On the lunar geologic timescale, this formation dates to the Nectarian period. The outer rim of Zeeman is eroded somewhat irregularly, with considerable variation in width of the inner slopes. The crater Zeeman Y lies across the northern wall, reaching almost to the relatively flat interior floor. In the western rim is a small crater that joins a gash that runs down to the floor. The surface of the interior is pock-marked by many tiny craterlets, and worn crater features. There is a low central rise, offset to the southeast of the interior midpoint.
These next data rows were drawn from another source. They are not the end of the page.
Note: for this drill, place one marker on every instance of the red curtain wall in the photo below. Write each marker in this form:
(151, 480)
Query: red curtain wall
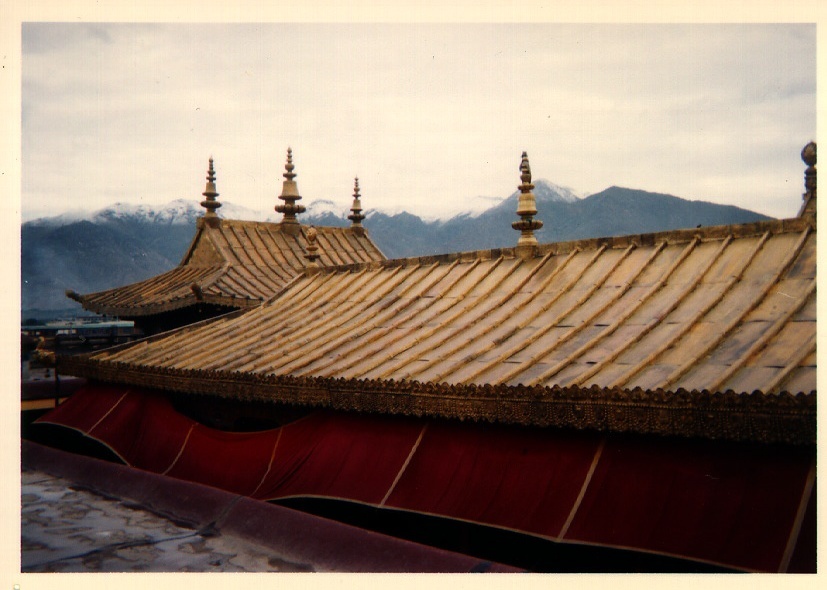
(738, 505)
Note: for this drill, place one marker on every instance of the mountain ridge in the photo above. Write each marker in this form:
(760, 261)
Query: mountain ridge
(132, 243)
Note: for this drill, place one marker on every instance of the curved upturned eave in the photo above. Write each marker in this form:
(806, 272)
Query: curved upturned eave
(788, 418)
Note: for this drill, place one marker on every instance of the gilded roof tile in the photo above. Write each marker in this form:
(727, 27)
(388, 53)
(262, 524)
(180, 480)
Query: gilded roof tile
(233, 263)
(708, 311)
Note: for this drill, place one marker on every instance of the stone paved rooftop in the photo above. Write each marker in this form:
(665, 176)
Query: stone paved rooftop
(67, 529)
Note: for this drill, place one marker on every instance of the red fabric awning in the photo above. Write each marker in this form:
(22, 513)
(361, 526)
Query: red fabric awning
(732, 504)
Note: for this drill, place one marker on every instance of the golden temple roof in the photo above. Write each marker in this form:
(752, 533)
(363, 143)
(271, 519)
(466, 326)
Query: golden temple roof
(701, 332)
(234, 263)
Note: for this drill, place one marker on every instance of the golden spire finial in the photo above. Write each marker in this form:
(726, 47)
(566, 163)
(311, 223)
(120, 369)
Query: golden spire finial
(289, 194)
(356, 209)
(809, 156)
(312, 248)
(526, 208)
(210, 204)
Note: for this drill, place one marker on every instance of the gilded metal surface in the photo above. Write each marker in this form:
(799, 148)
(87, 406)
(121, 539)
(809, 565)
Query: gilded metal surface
(707, 332)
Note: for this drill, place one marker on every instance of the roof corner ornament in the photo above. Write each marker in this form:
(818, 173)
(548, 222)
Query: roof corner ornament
(210, 203)
(312, 250)
(356, 215)
(526, 209)
(290, 194)
(808, 155)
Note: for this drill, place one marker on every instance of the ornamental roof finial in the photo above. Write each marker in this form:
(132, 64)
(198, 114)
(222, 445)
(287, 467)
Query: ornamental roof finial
(808, 155)
(289, 194)
(526, 208)
(210, 203)
(356, 209)
(312, 248)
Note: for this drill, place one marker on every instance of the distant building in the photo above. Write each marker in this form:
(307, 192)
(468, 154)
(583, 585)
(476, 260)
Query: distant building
(639, 403)
(232, 265)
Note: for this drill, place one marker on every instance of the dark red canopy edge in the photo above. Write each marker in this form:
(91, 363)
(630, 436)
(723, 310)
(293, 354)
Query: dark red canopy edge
(733, 504)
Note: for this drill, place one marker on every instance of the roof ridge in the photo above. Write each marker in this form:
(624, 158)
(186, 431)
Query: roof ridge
(675, 236)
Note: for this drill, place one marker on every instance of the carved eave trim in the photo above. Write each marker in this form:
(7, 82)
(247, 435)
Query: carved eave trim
(172, 305)
(757, 417)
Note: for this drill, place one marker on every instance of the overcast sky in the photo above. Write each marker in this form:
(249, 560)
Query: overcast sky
(426, 115)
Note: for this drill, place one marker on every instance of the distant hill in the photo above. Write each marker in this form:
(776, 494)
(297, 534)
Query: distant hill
(123, 244)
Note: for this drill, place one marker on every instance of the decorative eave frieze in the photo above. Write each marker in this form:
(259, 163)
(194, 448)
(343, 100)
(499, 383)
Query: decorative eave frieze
(757, 417)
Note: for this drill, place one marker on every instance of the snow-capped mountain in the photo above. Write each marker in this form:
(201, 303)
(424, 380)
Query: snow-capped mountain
(123, 243)
(186, 211)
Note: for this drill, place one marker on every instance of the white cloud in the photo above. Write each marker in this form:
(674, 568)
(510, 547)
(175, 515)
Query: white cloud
(424, 114)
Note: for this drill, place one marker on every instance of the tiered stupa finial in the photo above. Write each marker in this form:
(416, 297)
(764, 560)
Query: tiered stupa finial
(312, 248)
(526, 208)
(356, 215)
(808, 155)
(210, 203)
(289, 194)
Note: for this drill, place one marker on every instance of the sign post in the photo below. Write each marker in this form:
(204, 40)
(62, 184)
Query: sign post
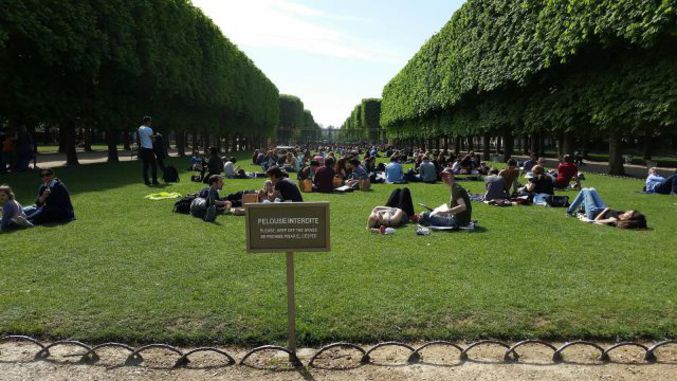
(291, 306)
(288, 228)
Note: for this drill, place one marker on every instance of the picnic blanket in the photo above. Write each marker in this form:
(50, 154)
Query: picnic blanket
(469, 227)
(162, 196)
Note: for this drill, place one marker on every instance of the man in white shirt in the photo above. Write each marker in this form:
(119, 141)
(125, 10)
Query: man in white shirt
(146, 150)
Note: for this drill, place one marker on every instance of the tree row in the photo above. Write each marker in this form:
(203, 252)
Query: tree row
(102, 64)
(574, 71)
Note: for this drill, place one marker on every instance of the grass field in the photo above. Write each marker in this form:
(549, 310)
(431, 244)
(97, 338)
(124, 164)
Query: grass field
(129, 269)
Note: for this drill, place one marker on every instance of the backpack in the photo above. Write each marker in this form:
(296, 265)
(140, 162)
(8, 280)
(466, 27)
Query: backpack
(183, 205)
(171, 175)
(557, 201)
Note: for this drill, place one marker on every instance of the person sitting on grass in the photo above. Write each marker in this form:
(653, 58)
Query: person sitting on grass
(529, 164)
(427, 171)
(209, 203)
(656, 183)
(214, 165)
(456, 213)
(324, 177)
(566, 172)
(495, 186)
(54, 202)
(510, 175)
(231, 171)
(397, 211)
(13, 216)
(540, 186)
(394, 171)
(358, 178)
(593, 207)
(278, 187)
(308, 172)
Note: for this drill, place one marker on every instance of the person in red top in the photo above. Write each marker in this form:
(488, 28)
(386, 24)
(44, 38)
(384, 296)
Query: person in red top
(566, 171)
(324, 177)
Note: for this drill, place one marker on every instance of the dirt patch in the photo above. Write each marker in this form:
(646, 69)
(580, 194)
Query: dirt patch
(437, 362)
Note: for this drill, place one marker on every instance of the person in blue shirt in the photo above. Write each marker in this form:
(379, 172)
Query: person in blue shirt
(13, 216)
(358, 175)
(427, 171)
(146, 152)
(394, 172)
(54, 202)
(656, 183)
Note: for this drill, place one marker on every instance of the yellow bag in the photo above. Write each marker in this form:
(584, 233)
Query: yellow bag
(338, 181)
(306, 185)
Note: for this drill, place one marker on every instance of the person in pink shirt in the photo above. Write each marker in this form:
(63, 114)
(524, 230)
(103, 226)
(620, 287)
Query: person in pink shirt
(566, 171)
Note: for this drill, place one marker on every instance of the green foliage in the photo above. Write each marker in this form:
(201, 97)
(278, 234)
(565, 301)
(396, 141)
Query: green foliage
(363, 124)
(110, 62)
(130, 270)
(536, 65)
(292, 118)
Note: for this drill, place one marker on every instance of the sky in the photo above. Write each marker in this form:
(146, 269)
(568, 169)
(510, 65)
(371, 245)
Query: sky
(329, 53)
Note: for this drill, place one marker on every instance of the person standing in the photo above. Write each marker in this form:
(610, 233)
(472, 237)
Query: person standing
(160, 151)
(146, 150)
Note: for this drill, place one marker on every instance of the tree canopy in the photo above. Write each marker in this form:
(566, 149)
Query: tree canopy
(534, 66)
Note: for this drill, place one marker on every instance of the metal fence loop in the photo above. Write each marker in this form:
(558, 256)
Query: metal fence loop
(184, 361)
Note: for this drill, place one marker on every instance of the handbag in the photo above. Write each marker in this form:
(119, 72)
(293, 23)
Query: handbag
(557, 201)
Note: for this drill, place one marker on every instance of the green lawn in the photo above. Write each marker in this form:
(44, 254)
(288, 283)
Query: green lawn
(129, 269)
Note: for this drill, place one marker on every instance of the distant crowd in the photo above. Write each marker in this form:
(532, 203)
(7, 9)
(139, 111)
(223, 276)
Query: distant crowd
(348, 168)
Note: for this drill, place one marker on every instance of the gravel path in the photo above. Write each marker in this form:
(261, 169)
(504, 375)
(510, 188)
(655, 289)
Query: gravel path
(388, 363)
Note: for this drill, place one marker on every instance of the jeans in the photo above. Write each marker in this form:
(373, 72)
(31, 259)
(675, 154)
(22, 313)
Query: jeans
(401, 198)
(148, 158)
(668, 185)
(589, 200)
(429, 220)
(539, 199)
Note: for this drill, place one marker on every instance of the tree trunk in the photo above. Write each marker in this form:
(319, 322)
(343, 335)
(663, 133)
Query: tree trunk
(180, 142)
(196, 149)
(111, 142)
(87, 139)
(486, 153)
(533, 144)
(126, 140)
(508, 142)
(62, 140)
(615, 154)
(648, 144)
(71, 154)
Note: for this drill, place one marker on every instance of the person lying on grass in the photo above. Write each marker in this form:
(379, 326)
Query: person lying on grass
(358, 178)
(495, 186)
(397, 211)
(278, 187)
(13, 216)
(656, 183)
(593, 207)
(456, 213)
(540, 186)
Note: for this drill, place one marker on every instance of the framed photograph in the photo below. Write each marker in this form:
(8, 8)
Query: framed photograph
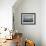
(28, 18)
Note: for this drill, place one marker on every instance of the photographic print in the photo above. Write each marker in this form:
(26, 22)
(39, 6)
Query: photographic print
(28, 18)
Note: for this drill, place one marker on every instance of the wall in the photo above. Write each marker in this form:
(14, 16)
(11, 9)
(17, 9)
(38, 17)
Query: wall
(43, 22)
(6, 13)
(32, 32)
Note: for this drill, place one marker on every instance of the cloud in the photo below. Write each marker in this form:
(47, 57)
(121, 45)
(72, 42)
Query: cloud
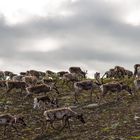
(95, 36)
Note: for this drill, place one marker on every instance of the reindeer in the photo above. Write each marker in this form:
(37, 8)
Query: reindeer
(30, 80)
(44, 100)
(137, 84)
(128, 73)
(14, 84)
(51, 83)
(50, 74)
(85, 85)
(63, 114)
(9, 75)
(2, 83)
(8, 120)
(61, 73)
(42, 88)
(109, 74)
(17, 78)
(69, 77)
(2, 75)
(78, 71)
(137, 70)
(114, 87)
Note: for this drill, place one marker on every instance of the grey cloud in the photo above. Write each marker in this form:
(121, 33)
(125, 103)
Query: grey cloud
(91, 35)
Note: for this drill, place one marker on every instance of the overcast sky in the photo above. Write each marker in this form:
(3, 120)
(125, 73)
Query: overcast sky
(56, 34)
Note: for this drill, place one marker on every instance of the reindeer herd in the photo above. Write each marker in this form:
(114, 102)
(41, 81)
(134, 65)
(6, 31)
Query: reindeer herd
(38, 85)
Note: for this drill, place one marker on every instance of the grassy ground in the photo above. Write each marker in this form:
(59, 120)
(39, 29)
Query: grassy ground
(113, 120)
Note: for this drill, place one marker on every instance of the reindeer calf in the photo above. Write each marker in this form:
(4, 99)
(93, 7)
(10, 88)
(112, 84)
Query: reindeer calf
(85, 85)
(45, 100)
(7, 120)
(63, 114)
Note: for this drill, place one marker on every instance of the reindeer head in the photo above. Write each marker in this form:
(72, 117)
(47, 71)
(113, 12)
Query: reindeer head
(80, 118)
(127, 88)
(54, 102)
(20, 120)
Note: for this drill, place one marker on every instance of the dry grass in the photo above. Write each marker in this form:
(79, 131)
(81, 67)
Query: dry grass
(113, 120)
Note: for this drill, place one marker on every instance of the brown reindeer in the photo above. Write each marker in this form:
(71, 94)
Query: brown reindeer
(8, 120)
(137, 70)
(15, 85)
(85, 85)
(114, 87)
(37, 89)
(78, 71)
(45, 100)
(63, 114)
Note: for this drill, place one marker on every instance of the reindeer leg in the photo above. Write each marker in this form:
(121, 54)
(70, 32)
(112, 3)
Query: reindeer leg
(64, 120)
(55, 88)
(75, 95)
(5, 130)
(15, 128)
(8, 90)
(91, 95)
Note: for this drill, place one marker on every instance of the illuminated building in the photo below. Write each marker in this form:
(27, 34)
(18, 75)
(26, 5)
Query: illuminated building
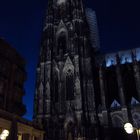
(81, 94)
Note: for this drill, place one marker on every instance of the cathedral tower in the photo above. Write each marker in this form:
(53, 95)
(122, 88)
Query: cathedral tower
(64, 98)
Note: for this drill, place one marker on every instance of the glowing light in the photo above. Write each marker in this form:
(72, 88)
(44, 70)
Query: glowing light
(128, 128)
(4, 134)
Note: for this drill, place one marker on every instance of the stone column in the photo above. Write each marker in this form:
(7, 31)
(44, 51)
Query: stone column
(102, 88)
(121, 90)
(137, 77)
(120, 84)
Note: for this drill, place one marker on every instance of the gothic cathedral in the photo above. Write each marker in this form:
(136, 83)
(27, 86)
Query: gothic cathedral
(64, 98)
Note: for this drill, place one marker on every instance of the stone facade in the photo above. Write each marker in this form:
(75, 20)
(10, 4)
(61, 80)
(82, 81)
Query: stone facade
(81, 94)
(12, 77)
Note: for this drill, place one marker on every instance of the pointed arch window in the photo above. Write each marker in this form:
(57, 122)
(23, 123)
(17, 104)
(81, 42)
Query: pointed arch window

The infrared spectrum of pure crystalline plagioclase has been identified on this peak.

An unusual, (officially) unnamed massif is present in the northwest section of the rim, which rises about 4.0 km above adjacent parts of the rim and about 7.57 km above the crater floor. The formation of the massif does not appear to be explainable simply on the basis of the impact that created the crater.

== Satellite craters ==

By convention these features are identified on lunar maps by placing the letter on the side of the crater midpoint that is closest to Zeeman.

| Zeeman | Latitude | Longitude | Diameter |
|---|---|---|---|
| E | 74.2° S | 123.9° W | 29 km |
| G | 74.3° S | 107.4° W | 45 km |
| U | 73.8° S | 148.2° W | 26 km |
| X | 71.5° S | 138.1° W | 26 km |
| Y | 72.8° S | 137.6° W | 33 km |

== Conspiracy theories ==
There have been claims that a rectangular shape located on the Zeeman crater is an alien structure and that it was evidence of "foul play at the US Government". The Clementine Conspiracy or Project Golden Dragon is a conspiracy theory that started as a result of the Clementine mission. It posed that located within the Zeeman crater there is an alien machine or a weapon developed by the US government.